The Islamic Arab tribes enthusiastically joined the Islamic Arab Army in the war against the Roman Byzantine and Sassanid Empires, driving the former out of Syria and totally annihilating the latter. The Arab Islamic army killed millions of Kurds and took a similar number of Kurdish women to be sold as sex slaves in the city of Medina, the capital of the Islamic Arab Empire. Arab tribes took most of the Kurdish people's land in Iraq and Syria. They destroyed the Zoroastrian Aryan religion (which had links to Judaism and later Christianity) and forced the survivors to accept Islamic teachings (2).
Many readers may not know or have considered that the Kurdish people have suffered longer and more at the hand of Islamic Arabs than any other national entity. Even if it is not apparent to observers, the Aryan Kurds are certain they have born more Arab hatred and grudges than any other ethnic or racial group. The graveyards of many Arab leaders, killed by Kurds before they were forced to accept the Islamic religion, testify to this claim.
Tragically the Persians and the Turks have thoroughly learned the oppressive tricks of the religious domination trade; the Iranian Persians now use politicized Islamic Shi'ism to fight the Aryan Kurds, while the Turks base their anti-Kurd campaign on Islamic Sunni'ism.
But after nearly one and a half millennia of war and destruction the Aryan Kurds have survived; in fact they are very much alive and fighting under the leadership of Abdullah Ocalan. His teachings are not only uniting the Kurdish people, they are also igniting their hope as they see light at the end of a long, dark tunnel. Ocalan is calling for the liberation of women before the liberation of Kurdistan. He believes that without freedom for women, Kurdistan will not be able to free itself from its occupiers.

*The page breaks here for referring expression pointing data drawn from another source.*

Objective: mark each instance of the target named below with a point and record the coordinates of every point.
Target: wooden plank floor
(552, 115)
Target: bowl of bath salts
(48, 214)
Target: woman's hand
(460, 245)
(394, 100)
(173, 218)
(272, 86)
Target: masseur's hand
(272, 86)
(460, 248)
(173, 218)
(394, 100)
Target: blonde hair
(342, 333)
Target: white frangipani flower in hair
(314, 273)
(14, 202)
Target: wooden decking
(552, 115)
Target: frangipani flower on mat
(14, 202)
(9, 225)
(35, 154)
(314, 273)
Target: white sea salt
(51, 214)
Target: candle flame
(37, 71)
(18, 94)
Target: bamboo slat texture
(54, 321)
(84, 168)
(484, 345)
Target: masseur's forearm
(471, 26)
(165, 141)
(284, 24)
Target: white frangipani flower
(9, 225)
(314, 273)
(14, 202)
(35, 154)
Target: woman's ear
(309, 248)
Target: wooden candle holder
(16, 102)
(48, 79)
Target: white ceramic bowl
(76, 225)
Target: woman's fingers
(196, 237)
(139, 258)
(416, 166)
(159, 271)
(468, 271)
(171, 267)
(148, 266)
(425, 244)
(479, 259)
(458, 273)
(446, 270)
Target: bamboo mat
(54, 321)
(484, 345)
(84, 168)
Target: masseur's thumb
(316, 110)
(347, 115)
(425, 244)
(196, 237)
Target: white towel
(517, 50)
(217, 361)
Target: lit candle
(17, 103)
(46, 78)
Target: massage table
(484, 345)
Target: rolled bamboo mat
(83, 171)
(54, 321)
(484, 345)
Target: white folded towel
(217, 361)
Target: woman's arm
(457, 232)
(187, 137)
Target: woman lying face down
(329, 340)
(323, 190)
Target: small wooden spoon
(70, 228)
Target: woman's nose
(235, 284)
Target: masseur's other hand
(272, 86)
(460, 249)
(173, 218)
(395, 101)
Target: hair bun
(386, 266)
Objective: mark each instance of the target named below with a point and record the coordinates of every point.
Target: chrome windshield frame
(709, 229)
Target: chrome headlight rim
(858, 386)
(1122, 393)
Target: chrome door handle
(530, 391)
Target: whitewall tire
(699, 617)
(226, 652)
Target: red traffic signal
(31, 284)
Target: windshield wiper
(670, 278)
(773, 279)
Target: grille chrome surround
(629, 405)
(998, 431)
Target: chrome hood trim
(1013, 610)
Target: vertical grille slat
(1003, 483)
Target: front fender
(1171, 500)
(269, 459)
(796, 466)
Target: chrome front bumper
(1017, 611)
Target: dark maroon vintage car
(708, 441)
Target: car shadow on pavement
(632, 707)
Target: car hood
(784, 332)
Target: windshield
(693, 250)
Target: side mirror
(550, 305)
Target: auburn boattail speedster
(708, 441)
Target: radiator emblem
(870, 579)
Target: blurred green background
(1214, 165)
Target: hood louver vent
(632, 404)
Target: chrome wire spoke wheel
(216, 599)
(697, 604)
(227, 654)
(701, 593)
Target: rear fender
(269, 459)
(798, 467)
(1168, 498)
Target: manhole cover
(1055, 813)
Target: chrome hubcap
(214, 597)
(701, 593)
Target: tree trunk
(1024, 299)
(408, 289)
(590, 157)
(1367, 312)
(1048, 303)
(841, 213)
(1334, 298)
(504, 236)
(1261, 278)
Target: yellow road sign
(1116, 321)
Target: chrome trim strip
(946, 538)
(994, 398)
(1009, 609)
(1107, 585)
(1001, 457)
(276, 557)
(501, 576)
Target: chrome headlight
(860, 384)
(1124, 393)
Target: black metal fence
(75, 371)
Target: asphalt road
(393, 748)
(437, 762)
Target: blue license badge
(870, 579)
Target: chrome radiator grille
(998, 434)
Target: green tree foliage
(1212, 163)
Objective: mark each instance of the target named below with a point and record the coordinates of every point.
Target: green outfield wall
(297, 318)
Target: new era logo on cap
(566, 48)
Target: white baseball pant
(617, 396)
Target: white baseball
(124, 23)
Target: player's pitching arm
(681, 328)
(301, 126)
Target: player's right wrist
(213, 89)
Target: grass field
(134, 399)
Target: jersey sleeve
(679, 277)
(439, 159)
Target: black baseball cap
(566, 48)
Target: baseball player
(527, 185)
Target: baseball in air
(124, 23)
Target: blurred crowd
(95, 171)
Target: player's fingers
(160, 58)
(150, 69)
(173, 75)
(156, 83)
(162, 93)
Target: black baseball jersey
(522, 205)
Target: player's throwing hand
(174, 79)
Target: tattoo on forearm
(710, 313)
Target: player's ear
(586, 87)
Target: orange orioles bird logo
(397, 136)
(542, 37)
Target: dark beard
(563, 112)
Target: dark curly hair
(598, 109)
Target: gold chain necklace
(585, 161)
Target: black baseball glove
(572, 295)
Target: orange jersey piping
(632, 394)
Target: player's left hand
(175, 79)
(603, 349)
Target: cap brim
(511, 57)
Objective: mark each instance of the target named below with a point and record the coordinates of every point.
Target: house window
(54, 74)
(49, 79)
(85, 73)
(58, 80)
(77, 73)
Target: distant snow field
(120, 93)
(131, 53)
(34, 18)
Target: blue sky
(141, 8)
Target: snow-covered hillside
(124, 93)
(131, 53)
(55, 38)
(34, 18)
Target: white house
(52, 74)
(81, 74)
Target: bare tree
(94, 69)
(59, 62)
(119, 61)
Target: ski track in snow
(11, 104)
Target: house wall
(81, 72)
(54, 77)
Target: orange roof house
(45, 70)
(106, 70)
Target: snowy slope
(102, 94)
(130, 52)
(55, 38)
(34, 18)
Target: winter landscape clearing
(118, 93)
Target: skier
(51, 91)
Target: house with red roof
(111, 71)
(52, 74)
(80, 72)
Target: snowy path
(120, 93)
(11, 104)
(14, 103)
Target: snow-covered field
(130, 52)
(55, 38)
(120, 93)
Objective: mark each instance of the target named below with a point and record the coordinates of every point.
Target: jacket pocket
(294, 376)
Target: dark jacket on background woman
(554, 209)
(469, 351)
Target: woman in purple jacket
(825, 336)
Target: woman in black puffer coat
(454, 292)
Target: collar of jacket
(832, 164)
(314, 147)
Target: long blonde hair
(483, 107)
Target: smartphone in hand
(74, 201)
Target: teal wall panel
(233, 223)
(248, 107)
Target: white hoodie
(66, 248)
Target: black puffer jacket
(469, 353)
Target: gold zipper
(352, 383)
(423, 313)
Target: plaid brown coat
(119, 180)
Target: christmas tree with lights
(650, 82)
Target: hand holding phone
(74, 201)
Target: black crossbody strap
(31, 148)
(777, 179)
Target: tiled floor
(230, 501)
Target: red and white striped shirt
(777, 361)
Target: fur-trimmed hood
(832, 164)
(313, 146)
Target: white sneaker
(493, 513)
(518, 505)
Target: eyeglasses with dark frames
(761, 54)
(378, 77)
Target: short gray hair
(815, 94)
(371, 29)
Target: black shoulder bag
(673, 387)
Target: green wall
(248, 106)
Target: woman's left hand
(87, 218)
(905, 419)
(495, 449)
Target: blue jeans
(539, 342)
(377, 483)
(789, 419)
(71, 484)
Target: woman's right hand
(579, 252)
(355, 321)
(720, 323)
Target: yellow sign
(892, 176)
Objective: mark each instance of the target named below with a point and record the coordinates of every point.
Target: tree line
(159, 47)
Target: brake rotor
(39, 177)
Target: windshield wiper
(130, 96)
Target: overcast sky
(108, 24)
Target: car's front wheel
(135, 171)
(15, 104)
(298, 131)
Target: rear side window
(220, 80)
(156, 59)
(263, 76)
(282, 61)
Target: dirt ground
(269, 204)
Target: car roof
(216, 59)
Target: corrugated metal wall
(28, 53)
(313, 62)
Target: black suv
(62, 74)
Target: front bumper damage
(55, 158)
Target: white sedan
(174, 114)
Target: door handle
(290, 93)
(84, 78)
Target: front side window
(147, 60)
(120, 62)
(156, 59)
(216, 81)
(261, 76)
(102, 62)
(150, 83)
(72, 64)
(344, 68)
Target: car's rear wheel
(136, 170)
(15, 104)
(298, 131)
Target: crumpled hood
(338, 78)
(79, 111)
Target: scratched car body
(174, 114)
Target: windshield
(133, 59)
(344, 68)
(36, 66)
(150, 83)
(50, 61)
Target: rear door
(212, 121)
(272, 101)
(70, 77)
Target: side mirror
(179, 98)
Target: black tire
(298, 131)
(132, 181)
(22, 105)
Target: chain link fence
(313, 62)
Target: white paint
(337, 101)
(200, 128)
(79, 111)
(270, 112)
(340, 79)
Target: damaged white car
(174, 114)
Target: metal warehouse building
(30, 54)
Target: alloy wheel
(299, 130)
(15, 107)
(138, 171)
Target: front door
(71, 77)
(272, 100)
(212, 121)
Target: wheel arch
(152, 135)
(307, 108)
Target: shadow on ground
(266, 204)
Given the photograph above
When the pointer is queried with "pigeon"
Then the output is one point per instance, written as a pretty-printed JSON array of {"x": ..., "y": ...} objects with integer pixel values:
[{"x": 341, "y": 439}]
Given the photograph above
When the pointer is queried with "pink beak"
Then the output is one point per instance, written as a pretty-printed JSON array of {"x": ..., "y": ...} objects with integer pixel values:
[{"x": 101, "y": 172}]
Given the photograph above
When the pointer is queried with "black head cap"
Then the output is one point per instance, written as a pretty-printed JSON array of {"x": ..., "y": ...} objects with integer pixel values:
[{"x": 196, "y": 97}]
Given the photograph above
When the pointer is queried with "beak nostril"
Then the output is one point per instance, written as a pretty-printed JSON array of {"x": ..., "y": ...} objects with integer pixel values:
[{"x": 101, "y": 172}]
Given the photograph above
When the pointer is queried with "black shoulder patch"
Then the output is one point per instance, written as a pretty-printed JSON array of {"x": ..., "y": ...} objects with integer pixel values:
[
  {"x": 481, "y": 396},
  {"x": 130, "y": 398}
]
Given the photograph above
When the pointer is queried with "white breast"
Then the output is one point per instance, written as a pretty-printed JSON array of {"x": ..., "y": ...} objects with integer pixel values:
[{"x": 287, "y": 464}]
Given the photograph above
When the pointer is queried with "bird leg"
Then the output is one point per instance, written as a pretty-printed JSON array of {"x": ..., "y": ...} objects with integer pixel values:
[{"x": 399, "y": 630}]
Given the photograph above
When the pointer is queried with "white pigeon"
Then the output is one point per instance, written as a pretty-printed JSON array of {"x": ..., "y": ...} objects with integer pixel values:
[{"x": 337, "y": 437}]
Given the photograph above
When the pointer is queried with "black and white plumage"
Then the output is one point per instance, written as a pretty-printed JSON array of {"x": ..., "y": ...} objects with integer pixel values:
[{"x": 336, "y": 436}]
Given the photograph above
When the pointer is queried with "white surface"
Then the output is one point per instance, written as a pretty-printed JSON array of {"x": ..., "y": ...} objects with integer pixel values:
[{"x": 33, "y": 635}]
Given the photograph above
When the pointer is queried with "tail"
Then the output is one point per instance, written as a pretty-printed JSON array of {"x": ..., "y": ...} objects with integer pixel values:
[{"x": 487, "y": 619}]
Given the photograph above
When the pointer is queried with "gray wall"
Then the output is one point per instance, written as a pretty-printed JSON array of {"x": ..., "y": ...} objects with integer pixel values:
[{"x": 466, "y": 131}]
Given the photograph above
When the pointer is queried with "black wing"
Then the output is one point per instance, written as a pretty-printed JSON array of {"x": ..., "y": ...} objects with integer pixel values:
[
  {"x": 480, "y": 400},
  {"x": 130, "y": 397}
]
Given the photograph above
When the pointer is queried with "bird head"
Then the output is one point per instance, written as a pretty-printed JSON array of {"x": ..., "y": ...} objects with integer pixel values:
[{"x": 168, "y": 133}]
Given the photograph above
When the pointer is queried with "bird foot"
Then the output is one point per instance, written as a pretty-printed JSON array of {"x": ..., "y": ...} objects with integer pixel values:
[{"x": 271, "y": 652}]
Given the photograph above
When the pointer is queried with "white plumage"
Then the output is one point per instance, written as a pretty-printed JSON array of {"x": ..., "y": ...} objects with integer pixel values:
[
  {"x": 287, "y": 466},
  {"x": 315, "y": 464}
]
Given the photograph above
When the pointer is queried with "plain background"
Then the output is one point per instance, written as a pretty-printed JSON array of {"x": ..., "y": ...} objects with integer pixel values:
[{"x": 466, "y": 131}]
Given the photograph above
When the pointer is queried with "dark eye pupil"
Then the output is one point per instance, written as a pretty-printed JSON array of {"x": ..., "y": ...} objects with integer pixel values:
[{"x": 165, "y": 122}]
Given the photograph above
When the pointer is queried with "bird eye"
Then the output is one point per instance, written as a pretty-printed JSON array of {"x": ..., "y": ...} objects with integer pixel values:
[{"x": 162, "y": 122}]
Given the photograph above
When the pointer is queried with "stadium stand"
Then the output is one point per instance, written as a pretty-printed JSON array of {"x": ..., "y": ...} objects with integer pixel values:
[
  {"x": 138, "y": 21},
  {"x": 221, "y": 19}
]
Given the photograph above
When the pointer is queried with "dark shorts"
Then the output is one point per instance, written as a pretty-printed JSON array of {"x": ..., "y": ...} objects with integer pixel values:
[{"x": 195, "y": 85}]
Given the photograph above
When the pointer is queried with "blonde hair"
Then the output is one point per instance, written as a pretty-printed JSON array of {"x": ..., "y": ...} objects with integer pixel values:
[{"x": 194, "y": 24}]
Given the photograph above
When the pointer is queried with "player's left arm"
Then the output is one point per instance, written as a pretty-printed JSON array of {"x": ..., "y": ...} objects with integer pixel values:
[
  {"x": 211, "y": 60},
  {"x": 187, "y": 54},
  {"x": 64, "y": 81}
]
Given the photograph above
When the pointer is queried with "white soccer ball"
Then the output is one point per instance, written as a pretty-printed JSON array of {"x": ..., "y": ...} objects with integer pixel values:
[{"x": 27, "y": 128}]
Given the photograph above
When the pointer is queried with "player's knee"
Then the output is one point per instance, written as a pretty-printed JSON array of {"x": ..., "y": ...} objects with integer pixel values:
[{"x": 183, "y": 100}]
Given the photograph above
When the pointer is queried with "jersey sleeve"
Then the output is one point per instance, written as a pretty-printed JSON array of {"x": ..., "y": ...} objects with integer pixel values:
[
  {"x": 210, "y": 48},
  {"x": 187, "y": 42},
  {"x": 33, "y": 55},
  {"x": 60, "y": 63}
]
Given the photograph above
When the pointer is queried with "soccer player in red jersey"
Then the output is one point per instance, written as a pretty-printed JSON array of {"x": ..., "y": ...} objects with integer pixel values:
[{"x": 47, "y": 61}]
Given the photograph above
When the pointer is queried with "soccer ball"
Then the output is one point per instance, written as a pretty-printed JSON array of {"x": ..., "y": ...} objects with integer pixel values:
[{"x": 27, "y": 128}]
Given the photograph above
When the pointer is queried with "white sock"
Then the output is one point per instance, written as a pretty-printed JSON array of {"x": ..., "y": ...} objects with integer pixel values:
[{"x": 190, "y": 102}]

Today millions of Kurdish women are joining his call, forming a formidable women's liberation force against aggressive, deadly male ascendancy, and strengthening the fight for the emancipation of their country from its occupiers.
Although Arabs, Persians and Turks are still attempting to use manipulative Islamic religious strictures and traditions for political gain, thanks to the teachings of Abdullah Ocalan the majority of the Kurdish people are no longer fooled by their deceptions. Instead, on high alert for treachery, lies and betrayal, they support or fight in a self-defensive war against those in Kurdistan who have chosen to remain their enemies.
Not since the era of King Cyaxares the Great (Kayxesraw of the Aryan Kurds), have the Kurdish people formed such a unified front. Abdullah Ocalan might soon be hailed as the modern successor to Kayxesraw, who in 612 BCE liberated his people from the Assyrian Empire, the equivalent of today's US. Ocalan's teachings can easily be compared to the political genius of this humane founder of ancient Kurdistan, where women were accorded the same rights and value as men.